# Useful sites



## Don_Madge (May 1, 2005)

A couple of sites you might find useful.

http://www.pippins.me.uk/Romania/2004_index.htm

An excellent write up on a trip to Romania.

http://www.world-newspapers.com/

World newspapers, magazines, and news sites in English, sorted by country and region.

Safe travelling

Don


----------



## Nora+Neil (May 1, 2005)

Enjoyed read the Romania report. Would love to do it someday.

Newpaper link very useful.


----------



## Bagshanty (Jul 24, 2005)

*"Romania - simply surprising"...*

... to quote from Romanian tourist brochures - and indeed it is. The web site quoted is mine, and we found Romania so wonderful we are returning this year. Lovely place, lovely people. A place for travellers and adventurers, but not for holiday makers.

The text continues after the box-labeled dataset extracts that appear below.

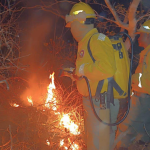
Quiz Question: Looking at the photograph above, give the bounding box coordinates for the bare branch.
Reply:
[128,0,141,35]
[105,0,128,29]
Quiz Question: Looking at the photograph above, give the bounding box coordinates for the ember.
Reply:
[60,114,80,135]
[27,96,33,106]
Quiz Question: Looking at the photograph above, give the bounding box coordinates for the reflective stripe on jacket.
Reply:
[132,45,150,94]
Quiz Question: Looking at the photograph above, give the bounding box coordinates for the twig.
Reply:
[144,123,150,137]
[0,80,9,90]
[9,125,13,150]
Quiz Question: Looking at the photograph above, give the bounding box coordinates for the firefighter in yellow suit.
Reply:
[117,20,150,149]
[66,2,119,150]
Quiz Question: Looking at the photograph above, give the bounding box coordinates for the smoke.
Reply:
[21,4,54,105]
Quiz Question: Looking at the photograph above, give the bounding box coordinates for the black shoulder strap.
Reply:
[87,34,96,63]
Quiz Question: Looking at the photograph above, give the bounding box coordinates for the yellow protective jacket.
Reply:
[132,45,150,94]
[76,28,116,96]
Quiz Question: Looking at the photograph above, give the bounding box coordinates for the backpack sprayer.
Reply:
[60,32,133,126]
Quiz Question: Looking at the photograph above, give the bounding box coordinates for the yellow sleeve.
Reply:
[84,36,116,80]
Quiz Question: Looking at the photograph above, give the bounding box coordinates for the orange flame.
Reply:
[27,96,33,106]
[60,114,80,135]
[10,103,19,107]
[45,72,57,111]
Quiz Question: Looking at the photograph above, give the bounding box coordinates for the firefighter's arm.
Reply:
[76,34,116,80]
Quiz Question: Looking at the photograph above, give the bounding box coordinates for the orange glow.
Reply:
[71,143,79,150]
[45,72,57,111]
[10,103,19,107]
[60,114,80,135]
[27,96,33,106]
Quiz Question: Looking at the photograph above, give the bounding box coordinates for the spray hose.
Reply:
[81,32,133,126]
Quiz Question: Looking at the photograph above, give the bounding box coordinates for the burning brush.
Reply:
[11,73,83,150]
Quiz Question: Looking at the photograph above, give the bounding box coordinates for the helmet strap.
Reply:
[84,18,95,25]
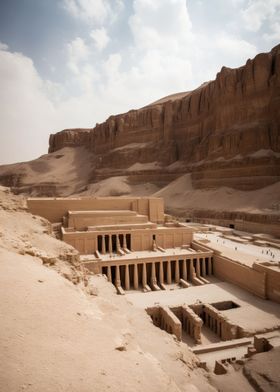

Will we get to Bulgaria? That's the plan, with a web site to follow. Try Pippins later in the year to see


----------



## autostratus (May 9, 2005)

*Re: "Romania - simply surprising"...*

You obviously wanted us to try: http://www.pippins.me.uk

I did and enjoyed your travels.
I particularly empathised with you over your visit to Andorra.
We drove in from Spain and were as disappointed as you. Drove through to take the road to France, got stopped by snow. Turned back to leave via Spain and returned to the same campsite (Bourg-Madame) which we had left at 8am! 

Good luck on you future journeys.


----------



## 114694 (Jul 22, 2008)

*News*

http://www.motorhomefacts.com/ftopic-48700-days0-orderasc-0.html


----------